Take any two non-equal numbers $a$ and $b$, then we can write $$a^2-2ab+b^2=b^2-2ab+a^2$$ Using the formula $(x-y{)}^2=x^2-2xy+y^2$, we complete the squares and rewrite the equality above as $$(a-b{)}^2=(b-a{)}^2.$$ As we take a square root from the both sides of the equality, we get $$a-b=b-a.$$ Finally, adding to both sides $a+b$ we get $$\begin{array}{rl}a-b+(a+b)& =b-a+(a+b)\\ 2a& =2b\\ a& =b.\end{array}$$ Therefore, All NON-EQUAL NUMBERS ARE EQUAL! (This is gibberish, isn’t it?)

Consider equation $$x-a=0$$ Dividing both sides of this equation by $x-a$, we get $$\frac{x-a}{x-a}=\frac{0}{x-a}.$$ But $\frac{x-a}{x-a}=1$ and $\frac{0}{x-a}=0$. Therefore, we get $$1=0.$$

Let $n$ be some positive number.

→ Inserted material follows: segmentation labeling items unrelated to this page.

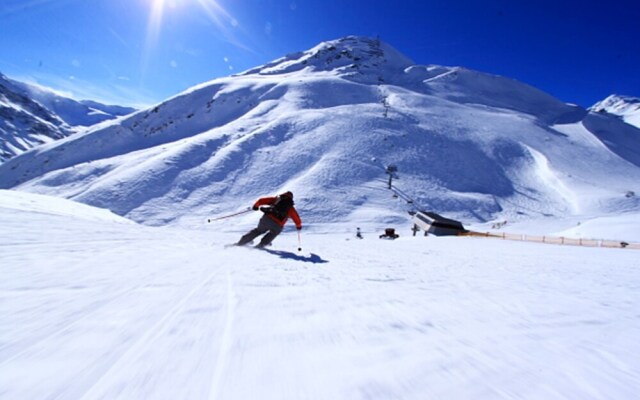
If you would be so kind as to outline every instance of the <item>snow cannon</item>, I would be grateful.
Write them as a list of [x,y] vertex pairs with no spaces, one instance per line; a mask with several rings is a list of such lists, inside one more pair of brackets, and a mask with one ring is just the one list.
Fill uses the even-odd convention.
[[460,221],[445,218],[442,215],[431,211],[417,211],[413,214],[413,236],[419,230],[424,231],[424,235],[435,236],[461,236],[467,231]]

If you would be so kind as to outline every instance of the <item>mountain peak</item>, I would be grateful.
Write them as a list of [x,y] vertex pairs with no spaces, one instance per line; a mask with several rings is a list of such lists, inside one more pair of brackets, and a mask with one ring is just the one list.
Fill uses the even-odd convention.
[[402,71],[413,64],[413,61],[377,38],[347,36],[322,42],[307,51],[288,54],[240,75],[280,75],[307,70],[365,74],[381,70]]
[[626,123],[640,128],[640,98],[612,94],[589,108],[597,113],[607,113],[622,118]]

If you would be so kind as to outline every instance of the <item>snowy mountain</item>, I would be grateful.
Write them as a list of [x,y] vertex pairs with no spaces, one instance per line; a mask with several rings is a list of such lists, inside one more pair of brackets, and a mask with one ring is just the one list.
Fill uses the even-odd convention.
[[75,101],[0,74],[0,162],[132,108]]
[[589,110],[617,115],[626,123],[640,128],[640,99],[637,97],[612,94],[601,102],[594,104]]
[[[0,187],[152,225],[284,190],[311,224],[400,222],[416,207],[575,224],[640,212],[638,134],[524,83],[347,37],[27,152],[0,166]],[[386,189],[388,164],[412,203]]]
[[290,232],[269,250],[224,249],[255,220],[189,230],[126,222],[0,190],[3,398],[632,400],[640,391],[638,250],[408,230],[357,240],[334,226],[304,229],[302,251]]

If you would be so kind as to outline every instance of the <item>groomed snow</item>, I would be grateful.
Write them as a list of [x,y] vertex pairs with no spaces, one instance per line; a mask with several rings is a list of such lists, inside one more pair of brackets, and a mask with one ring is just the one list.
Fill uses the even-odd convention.
[[257,218],[150,228],[0,191],[0,397],[640,393],[636,250],[358,240],[350,221],[306,227],[301,252],[291,227],[268,252],[223,248]]

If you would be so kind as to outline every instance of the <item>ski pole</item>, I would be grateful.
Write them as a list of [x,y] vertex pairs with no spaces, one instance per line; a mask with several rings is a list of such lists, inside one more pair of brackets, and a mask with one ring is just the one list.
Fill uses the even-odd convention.
[[234,213],[234,214],[224,215],[224,216],[218,217],[218,218],[208,218],[207,222],[218,221],[220,219],[235,217],[236,215],[245,214],[245,213],[248,213],[249,211],[252,211],[251,207],[248,207],[246,210],[240,211],[240,212],[237,212],[237,213]]

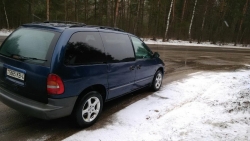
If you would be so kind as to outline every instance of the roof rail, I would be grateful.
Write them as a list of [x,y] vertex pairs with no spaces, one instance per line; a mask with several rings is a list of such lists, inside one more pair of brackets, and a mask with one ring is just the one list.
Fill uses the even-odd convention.
[[95,27],[95,28],[99,28],[99,29],[109,29],[109,30],[115,30],[115,31],[122,31],[124,32],[124,30],[117,28],[117,27],[109,27],[109,26],[98,26],[98,25],[86,25],[86,27]]
[[64,24],[74,24],[74,25],[86,25],[85,23],[72,22],[72,21],[44,21],[43,23],[64,23]]

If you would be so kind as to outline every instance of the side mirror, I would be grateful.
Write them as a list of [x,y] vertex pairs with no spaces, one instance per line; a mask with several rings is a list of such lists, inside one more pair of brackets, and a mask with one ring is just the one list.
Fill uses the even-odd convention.
[[153,57],[154,57],[154,58],[159,58],[159,57],[160,57],[160,54],[159,54],[158,52],[155,52],[155,53],[153,54]]

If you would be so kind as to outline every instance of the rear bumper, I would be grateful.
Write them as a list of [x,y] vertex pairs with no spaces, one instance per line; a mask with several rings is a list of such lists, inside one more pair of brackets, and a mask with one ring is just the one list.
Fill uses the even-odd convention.
[[40,119],[55,119],[71,114],[77,97],[48,99],[48,104],[15,95],[0,87],[0,100],[9,107]]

It is obvious that $$2n-1<2n.$$ Take another positive number $a$, and multiply both sides of the inequality by $(-a)$ $$-2na+a<-2na.$$ Now, subtracting $(-2na)$ from both sides of the inequality we get $a<0$.

Thus, ALL POSITIVE NUMBERS ARE NEGATIVE!

Suppose $a\ne b$. We can write $$-a=b-(a+b)$$ and $$-b=a-(a+b)$$ Since $(-a)b=a(-b)$, then $$(b-(a+b))b=a(a-(a+b))$$ Removing the brackets, we have $$b^2-(a+b)b=a^2-a(a+b)$$ Adding ${\left(\frac{a+b}{2}\right)}^2$ to each member of the equality we may complete the square of the differences of two numbers $${(b-\frac{a+b}{2})}^2={(a-\frac{a+b}{2})}^2$$ From the equality of the squares we conclude the equality of the bases $$b-\frac{a+b}{2}=a-\frac{a+b}{2}.$$ Adding $\frac{a+b}{2}$ to both sides of equality we get $a=b$. Therefore, WE HAVE SHOWED THAT FROM $a\ne b$ IT FOLLOWS $a=b$.

Let $x$ be equal to 1. Then we can write $x^2=1$, or putting it differently $x^2-1=0$. By using the difference of two squares formula we get $$(x+1)(x-1)=0$$ Dividing both sides of the equality by $x-1$ we obtain $$x+1=0,$$ in other words $x=-1$. But earlier we assumed $x=1$. THUS $$-1=1!$$

In every right-angled triangle the arm is greater than the hypotenuse. Consider a triangle $ABC$ with right angle at $C$.

The difference of the squares of the hypothenuse and one of the arms is $A{B}^2-B{C}^2$. This expression can be represented in the form of a product $$A{B}^2-B{C}^2=(AB-BC)(AB+BC)$$ or $$A{B}^2-B{C}^2=-(BC-AB)(AB+BC)$$ Dividing the right hand sides by the product $-(AB-BC)(AB+BC)$, we obtain the proportion $$\frac{AB+BC}{-(AB+BC)}=\frac{BC-AB}{AB-BC}.$$ Since the positive quantity is greater than the negative one we have $AB+BC>-(AB+BC)$. But then also $BC-AB>AB-BC$, and therefore $2BC>2AB$, or $BC>AB$, i.e. THE ARM IS GREATER THAN THE HYPOTENUSE!

Having had experience with some faulty proofs above, can you now answer the following questions

(a) From the equality $(a-b{)}^2=(m-n{)}^2$ may one draw the conclusion that $a-b=m-n$?

(b) For what value of $x$ do the following expressions lose their meaning?

(1) $\frac{x^3-1}{x-1}$, (2) $\frac{1}{x^2-1}$, (3) $\frac{x+1}{1-2^x}$.

(c) If $a>b$, can one conclude that $ac>bc$ for any number $c$?